Advisory
Strategic Advisory for AI Healthcare Exit
$200M
Valuation
6 months
Advisory Period
7 qualified
Bidders
35%
Premium Achieved
The Challenge
What Our Client Faced
MedAI, a Singapore-based AI healthcare company specializing in diagnostic imaging AI, engaged us to provide pre-exit legal advisory services. The company had developed FDA-cleared (510(k)) and HSA-registered AI diagnostic tools used by hospitals across ASEAN, with $18M ARR growing at 80% year-over-year. The founders wanted to explore a strategic exit, but the company faced several complexities: its AI models were trained on patient imaging data from hospital partners under research collaboration agreements with varying IP ownership terms; the company held three medical device registrations with HSA (Singapore), TGA (Australia), and FDA (US), each with transfer requirements that could take 3-6 months; key algorithms were co-developed with researchers at NUS and the National University Hospital, with IP ownership split under a complex collaboration framework; and the company's revenue model was based on per-diagnosis pricing, creating revenue recognition complexities that needed to be addressed before buyer due diligence.
Our Approach
How We Handled It
We developed a comprehensive six-month exit preparation program.
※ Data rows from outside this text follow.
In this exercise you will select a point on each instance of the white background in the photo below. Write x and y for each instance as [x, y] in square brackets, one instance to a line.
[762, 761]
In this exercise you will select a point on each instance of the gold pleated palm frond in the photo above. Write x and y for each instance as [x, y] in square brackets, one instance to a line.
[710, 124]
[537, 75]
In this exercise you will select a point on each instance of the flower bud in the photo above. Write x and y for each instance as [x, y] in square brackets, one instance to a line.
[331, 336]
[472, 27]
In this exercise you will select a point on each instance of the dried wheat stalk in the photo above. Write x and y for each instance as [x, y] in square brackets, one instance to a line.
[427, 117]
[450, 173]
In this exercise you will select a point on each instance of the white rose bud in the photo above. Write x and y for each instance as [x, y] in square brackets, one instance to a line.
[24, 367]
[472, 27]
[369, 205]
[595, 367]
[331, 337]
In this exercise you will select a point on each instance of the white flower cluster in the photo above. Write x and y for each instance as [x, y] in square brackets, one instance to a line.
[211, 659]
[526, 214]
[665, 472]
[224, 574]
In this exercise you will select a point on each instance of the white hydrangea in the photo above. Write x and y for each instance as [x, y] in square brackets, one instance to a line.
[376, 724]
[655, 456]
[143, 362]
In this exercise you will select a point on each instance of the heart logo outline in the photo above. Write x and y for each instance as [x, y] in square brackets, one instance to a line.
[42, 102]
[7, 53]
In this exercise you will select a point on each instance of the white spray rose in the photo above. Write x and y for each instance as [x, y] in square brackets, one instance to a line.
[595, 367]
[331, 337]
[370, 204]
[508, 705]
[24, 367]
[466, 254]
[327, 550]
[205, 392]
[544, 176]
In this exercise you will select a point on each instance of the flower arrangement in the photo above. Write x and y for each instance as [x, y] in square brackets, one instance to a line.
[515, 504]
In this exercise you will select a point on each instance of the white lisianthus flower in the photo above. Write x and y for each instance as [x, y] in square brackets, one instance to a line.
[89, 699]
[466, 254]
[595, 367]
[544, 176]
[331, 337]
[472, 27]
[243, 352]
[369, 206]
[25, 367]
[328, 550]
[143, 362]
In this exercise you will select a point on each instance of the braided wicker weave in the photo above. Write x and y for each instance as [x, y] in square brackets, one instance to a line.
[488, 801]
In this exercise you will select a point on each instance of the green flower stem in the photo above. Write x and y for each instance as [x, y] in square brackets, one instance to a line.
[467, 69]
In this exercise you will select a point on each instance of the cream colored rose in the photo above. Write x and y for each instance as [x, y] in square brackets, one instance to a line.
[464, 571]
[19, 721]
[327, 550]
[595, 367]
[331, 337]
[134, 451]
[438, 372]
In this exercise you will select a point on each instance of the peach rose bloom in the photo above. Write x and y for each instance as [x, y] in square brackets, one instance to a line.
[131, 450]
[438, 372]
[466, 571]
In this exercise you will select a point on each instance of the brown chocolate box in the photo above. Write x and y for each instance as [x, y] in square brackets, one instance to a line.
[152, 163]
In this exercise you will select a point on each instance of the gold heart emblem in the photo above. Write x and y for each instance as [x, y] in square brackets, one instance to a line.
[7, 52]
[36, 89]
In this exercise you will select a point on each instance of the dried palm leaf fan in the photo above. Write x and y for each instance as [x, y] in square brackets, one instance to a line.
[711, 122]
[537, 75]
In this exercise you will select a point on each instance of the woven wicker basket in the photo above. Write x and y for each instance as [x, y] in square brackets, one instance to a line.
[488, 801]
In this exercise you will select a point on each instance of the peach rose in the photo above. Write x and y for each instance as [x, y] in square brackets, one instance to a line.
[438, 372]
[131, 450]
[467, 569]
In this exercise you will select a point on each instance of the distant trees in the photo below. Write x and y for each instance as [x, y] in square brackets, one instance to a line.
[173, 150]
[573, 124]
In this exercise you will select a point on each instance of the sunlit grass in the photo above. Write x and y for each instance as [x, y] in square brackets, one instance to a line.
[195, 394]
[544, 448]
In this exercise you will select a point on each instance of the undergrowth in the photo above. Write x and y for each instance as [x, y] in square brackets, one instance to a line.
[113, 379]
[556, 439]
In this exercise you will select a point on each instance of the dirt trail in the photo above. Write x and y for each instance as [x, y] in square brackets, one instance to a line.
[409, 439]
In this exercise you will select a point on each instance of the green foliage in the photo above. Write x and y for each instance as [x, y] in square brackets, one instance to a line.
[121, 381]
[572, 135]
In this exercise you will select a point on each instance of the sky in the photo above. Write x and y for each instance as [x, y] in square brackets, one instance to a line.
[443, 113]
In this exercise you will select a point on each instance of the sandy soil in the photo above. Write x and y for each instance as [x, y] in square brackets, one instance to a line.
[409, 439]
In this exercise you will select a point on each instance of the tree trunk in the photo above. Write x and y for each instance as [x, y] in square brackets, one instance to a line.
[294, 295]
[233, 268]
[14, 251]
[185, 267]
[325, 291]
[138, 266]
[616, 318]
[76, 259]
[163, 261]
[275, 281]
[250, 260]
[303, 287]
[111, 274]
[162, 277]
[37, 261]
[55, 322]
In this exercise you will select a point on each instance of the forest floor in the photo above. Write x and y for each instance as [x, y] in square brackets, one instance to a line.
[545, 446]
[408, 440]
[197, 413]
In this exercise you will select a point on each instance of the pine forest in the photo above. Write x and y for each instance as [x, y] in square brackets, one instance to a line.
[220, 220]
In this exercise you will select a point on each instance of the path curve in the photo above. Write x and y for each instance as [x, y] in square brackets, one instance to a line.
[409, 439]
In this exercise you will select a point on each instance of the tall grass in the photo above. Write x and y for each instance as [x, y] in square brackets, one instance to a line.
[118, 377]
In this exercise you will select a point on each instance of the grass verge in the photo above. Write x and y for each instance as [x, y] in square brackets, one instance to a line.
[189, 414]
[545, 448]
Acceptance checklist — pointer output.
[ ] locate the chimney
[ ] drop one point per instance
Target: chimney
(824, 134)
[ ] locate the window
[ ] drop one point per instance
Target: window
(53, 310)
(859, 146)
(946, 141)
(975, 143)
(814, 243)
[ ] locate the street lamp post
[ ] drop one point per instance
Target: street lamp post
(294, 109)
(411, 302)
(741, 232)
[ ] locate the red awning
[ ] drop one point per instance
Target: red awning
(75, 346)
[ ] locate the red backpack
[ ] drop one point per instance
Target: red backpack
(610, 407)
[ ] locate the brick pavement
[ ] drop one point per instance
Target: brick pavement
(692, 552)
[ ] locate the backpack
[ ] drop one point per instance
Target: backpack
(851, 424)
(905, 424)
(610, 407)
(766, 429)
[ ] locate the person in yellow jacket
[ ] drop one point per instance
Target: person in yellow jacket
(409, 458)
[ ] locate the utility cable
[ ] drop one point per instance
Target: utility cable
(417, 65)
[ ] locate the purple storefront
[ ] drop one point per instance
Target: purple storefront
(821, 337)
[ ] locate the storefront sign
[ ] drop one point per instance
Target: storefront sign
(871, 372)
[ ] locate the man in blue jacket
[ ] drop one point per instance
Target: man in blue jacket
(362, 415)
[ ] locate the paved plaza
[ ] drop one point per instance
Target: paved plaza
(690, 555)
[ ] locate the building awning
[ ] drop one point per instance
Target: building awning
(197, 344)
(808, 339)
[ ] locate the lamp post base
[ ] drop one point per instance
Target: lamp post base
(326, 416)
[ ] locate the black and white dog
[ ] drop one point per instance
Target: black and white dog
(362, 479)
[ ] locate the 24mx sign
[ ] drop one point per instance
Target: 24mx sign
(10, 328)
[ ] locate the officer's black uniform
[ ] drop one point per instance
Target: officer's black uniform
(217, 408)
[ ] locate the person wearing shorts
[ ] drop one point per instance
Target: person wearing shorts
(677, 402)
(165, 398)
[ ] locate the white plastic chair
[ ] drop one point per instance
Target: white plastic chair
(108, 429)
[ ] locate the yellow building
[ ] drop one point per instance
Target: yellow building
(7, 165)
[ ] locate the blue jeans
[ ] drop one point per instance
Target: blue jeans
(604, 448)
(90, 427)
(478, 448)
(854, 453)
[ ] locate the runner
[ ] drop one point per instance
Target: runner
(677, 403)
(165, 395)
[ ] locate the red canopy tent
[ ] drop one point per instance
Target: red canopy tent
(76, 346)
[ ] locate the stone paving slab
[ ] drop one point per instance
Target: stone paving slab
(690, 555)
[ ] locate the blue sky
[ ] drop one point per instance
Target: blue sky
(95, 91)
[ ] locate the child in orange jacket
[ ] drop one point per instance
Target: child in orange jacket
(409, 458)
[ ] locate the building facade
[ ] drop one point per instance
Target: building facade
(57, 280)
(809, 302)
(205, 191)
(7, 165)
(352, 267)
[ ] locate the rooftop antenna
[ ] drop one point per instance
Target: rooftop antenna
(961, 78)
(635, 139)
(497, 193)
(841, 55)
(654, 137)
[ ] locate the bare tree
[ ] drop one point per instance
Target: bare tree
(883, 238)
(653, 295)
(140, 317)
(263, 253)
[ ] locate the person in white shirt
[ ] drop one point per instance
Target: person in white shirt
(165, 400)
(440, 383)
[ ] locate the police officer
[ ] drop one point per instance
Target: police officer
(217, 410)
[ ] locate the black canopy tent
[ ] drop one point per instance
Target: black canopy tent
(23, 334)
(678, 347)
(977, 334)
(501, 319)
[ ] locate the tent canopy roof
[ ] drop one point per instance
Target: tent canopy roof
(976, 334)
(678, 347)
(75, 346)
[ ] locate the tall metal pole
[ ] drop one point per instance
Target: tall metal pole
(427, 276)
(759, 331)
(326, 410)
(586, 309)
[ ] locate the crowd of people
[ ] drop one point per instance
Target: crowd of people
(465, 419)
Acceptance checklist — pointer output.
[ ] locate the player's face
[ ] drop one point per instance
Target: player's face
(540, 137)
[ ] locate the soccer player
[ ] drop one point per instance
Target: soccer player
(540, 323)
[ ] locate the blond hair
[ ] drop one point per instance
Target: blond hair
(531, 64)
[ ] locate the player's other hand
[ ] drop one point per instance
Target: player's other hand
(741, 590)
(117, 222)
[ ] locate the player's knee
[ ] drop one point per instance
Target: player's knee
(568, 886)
During months one and two, we conducted a deep IP audit that mapped every component of MedAI's AI diagnostic models. We discovered that the NUS collaboration agreement contained an ambiguous IP clause that could be interpreted to give NUS co-ownership of certain core algorithms. We negotiated a clarification agreement with NUS's IP office that confirmed MedAI's exclusive commercial rights while preserving NUS's academic publication rights — a resolution that took three weeks of intensive negotiation but removed a potential deal-breaker. During months two and three, we addressed the regulatory transfer requirements. Medical device registrations in most jurisdictions cannot be simply assigned — they require notification to or approval from the regulatory authority. We pre-filed transfer applications with HSA, TGA, and FDA, and obtained conditional approvals that would be triggered upon a change of control, reducing the post-closing regulatory timeline from 6 months to 6 weeks. During months three and four, we prepared a comprehensive data room and coordinated with the company's financial advisors to run a structured competitive process. We drafted seller-friendly documentation, including a share purchase agreement template, to set the negotiation starting point. During months five and six, we managed the competitive process alongside the financial advisors, evaluating bids from seven qualified bidders, conducting management presentations, and negotiating final terms with the two shortlisted buyers.
The Outcome
Results & Impact
The competitive process generated seven qualified bids, with final valuations ranging from $160M to $200M. The founders selected the highest bidder — a US-based healthcare technology company — at a $200M valuation, representing a 35% premium over the company's most recent internal valuation. The deal was structured as a share acquisition with a $160M upfront payment and a $40M milestone-based earnout tied to FDA clearance of a next-generation diagnostic tool. The NUS IP clarification agreement, pre-filed regulatory transfers, and clean data room collectively reduced the buyer's due diligence period from the typical 8-10 weeks to just 5 weeks. The transaction closed within 12 weeks of signing the letter of intent — well ahead of the industry average for healthcare M&A. All three medical device registrations were successfully transferred within 6 weeks of closing, thanks to our pre-filing strategy.
Key Takeaways
Lessons Learned
- University collaboration IP terms should be clarified well before an exit process begins — ambiguity in these agreements is a common deal risk in deep-tech M&A.
- Pre-filing regulatory transfer applications can dramatically reduce post-closing timelines for medtech and healthtech acquisitions.
- A structured competitive process with seller-friendly documentation maximizes value and reduces buyer negotiating leverage.
- Healthcare AI transactions require specialized due diligence covering clinical validation, regulatory compliance, and patient data governance.
- Earnout structures tied to FDA clearance milestones can bridge valuation gaps in healthcare AI deals.